Texas Tacos Transcend Culinary Borders

January 19, 2023

By José R. Ralat @https://www.texasmonthly.com/

Fifty years ago, the tacos most Texans ate—breakfast tacos, barbecue tacos, and crispy tacos—originated in the foodways of South Texas. Not anymore. Today tacos hail from all over and have become a vessel for cultural bridge-building in a wildly multicultural state. The taco is a culinary welcome wagon, inviting Texans to be more adventurous in their eating habits while offering immigrant diners and restaurateurs a passage into American cuisine. Immigrants from around the world and their descendants are adapting their dishes to create new fillings for the familiar tortilla. “I don’t want to say it’s easy to put something in a taco, but it’s more approachable for a lot of people,” says Anna Swann, owner of the Dallas pop-up Ulam Modern Filipino Kitchen.

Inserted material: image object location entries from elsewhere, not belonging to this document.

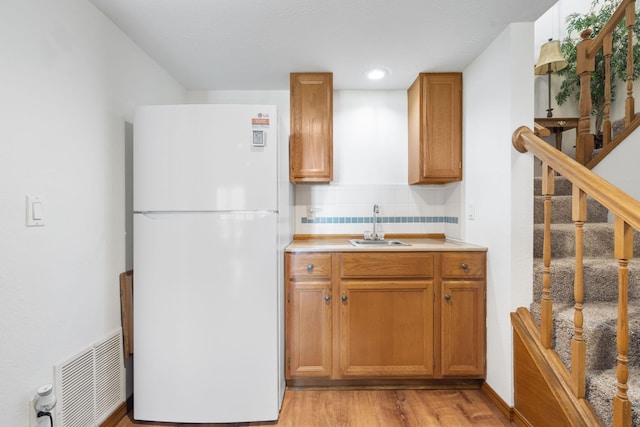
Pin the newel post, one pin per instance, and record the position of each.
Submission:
(584, 67)
(623, 251)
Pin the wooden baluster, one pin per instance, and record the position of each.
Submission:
(585, 65)
(623, 251)
(607, 51)
(546, 304)
(578, 347)
(630, 17)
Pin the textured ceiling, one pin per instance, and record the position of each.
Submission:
(255, 44)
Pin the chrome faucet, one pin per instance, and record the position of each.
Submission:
(376, 211)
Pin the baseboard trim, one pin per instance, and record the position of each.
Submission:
(499, 403)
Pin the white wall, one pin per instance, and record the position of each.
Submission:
(498, 97)
(69, 82)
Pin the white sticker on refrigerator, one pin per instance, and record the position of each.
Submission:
(259, 138)
(262, 121)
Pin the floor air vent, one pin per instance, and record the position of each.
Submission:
(91, 385)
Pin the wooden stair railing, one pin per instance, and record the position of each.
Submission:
(585, 65)
(626, 211)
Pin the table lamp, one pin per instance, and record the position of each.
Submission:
(550, 61)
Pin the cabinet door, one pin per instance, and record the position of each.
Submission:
(308, 329)
(387, 328)
(311, 141)
(435, 128)
(463, 328)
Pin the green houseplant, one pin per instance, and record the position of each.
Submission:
(595, 19)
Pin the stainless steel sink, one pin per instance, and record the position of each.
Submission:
(363, 242)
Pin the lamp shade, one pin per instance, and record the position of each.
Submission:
(551, 59)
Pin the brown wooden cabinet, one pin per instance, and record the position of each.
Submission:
(462, 350)
(311, 140)
(435, 128)
(360, 316)
(386, 314)
(308, 315)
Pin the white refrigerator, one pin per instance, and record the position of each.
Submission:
(208, 303)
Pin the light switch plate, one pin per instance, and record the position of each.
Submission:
(35, 211)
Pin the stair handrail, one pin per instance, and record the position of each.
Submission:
(585, 65)
(613, 198)
(626, 211)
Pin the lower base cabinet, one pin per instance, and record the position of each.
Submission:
(366, 316)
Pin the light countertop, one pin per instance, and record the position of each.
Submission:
(339, 244)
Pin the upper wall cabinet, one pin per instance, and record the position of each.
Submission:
(311, 141)
(435, 128)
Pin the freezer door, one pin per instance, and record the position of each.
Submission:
(205, 157)
(206, 318)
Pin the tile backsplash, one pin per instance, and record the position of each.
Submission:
(348, 209)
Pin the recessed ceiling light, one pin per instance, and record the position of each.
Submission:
(377, 73)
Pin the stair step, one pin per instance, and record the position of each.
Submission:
(600, 280)
(601, 388)
(598, 240)
(561, 187)
(599, 333)
(561, 210)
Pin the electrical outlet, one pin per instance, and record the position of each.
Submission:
(312, 211)
(34, 421)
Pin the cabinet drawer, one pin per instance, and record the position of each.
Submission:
(310, 266)
(463, 265)
(386, 264)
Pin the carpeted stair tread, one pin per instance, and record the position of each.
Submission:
(599, 332)
(561, 210)
(600, 279)
(600, 310)
(601, 388)
(561, 187)
(598, 240)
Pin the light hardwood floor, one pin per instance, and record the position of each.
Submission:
(374, 408)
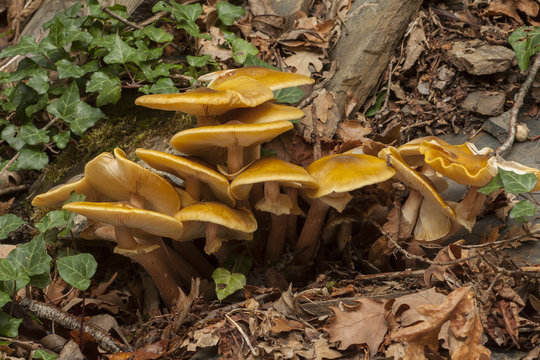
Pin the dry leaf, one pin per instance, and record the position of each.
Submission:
(363, 324)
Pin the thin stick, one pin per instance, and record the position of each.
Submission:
(49, 312)
(507, 145)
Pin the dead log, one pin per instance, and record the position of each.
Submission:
(370, 33)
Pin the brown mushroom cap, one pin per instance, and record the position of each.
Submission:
(273, 79)
(119, 178)
(119, 214)
(271, 169)
(184, 167)
(239, 92)
(203, 141)
(55, 197)
(266, 112)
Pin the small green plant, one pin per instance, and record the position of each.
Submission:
(29, 264)
(514, 183)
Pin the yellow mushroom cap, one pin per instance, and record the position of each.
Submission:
(266, 112)
(119, 178)
(55, 197)
(202, 141)
(273, 79)
(241, 92)
(457, 162)
(271, 169)
(416, 181)
(184, 167)
(345, 172)
(118, 214)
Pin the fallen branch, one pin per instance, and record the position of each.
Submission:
(49, 312)
(518, 103)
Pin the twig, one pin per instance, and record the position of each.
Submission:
(517, 105)
(49, 312)
(12, 189)
(119, 18)
(244, 336)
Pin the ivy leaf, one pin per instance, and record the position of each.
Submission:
(77, 270)
(9, 223)
(228, 12)
(120, 53)
(39, 81)
(515, 183)
(32, 257)
(26, 45)
(61, 139)
(66, 69)
(523, 210)
(9, 326)
(31, 158)
(163, 86)
(155, 34)
(227, 283)
(108, 87)
(32, 135)
(494, 185)
(526, 42)
(289, 95)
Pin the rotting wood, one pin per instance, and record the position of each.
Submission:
(370, 33)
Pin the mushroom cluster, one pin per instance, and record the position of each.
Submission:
(228, 188)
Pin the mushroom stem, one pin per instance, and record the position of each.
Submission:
(307, 242)
(235, 158)
(193, 187)
(213, 242)
(276, 239)
(192, 254)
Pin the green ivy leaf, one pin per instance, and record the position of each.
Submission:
(61, 139)
(515, 183)
(120, 53)
(227, 283)
(163, 86)
(26, 45)
(39, 81)
(32, 135)
(494, 185)
(77, 270)
(526, 42)
(66, 69)
(42, 354)
(4, 298)
(32, 257)
(522, 211)
(155, 34)
(31, 158)
(108, 87)
(289, 95)
(228, 12)
(9, 223)
(9, 326)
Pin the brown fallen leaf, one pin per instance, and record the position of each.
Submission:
(362, 324)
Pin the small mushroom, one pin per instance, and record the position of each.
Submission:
(192, 171)
(217, 222)
(336, 175)
(235, 137)
(206, 103)
(149, 251)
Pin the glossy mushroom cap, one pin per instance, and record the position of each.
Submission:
(120, 179)
(338, 174)
(273, 79)
(119, 214)
(239, 92)
(184, 168)
(55, 197)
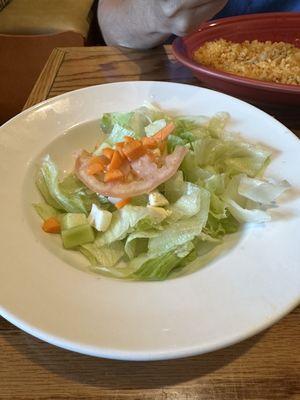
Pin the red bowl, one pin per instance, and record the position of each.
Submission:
(270, 26)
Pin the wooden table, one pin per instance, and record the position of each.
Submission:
(266, 366)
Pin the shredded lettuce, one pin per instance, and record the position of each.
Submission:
(218, 186)
(126, 219)
(69, 194)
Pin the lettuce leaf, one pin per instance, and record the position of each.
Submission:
(261, 191)
(126, 219)
(182, 231)
(69, 195)
(106, 256)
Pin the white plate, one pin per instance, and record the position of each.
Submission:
(253, 282)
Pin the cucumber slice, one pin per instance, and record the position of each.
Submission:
(70, 220)
(77, 236)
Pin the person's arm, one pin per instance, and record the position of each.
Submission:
(147, 23)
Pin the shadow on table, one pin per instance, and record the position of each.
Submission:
(110, 374)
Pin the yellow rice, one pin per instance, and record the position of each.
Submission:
(275, 62)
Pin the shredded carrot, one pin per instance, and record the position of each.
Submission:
(94, 169)
(113, 175)
(51, 225)
(95, 160)
(128, 139)
(164, 132)
(108, 152)
(162, 146)
(116, 161)
(133, 150)
(104, 160)
(149, 142)
(123, 202)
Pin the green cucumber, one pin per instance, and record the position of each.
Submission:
(77, 236)
(70, 220)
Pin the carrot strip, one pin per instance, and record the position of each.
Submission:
(164, 132)
(114, 175)
(95, 160)
(128, 139)
(116, 161)
(51, 225)
(119, 148)
(133, 150)
(108, 152)
(123, 202)
(162, 146)
(94, 169)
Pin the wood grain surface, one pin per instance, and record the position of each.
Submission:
(265, 367)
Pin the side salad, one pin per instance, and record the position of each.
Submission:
(159, 191)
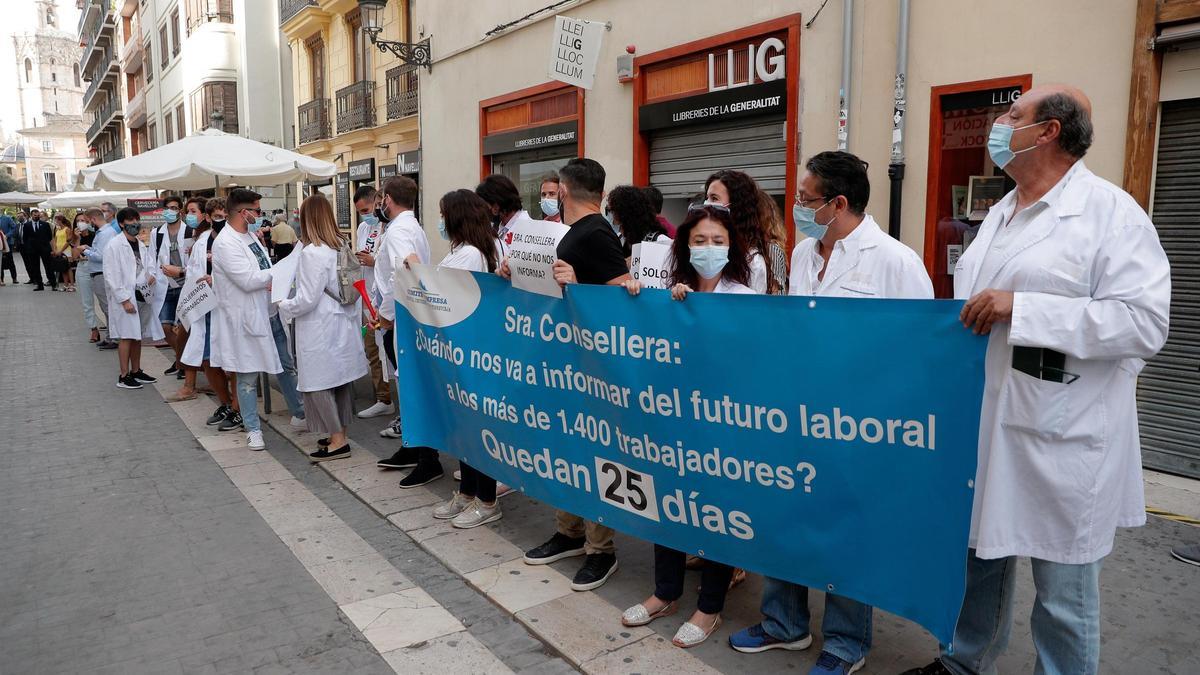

For anyone raised on tacos, it’s not a huge leap to consume Swann’s signature sisig, a mixed-meat dish composed of pork head and shoulder, seasoned with onions, chiles, and citrus fruit, and nestled in a gossamer flour tortilla. It resembles discada, a mixed-meat preparation popular along the border. This isn’t exactly shocking. From the sixteenth to the early nineteenth centuries, the Philippines and Mexico, with a shared history of Spanish colonization, were connected by the trade route between Manila and Acapulco, which promoted the exchange of fruits and spices.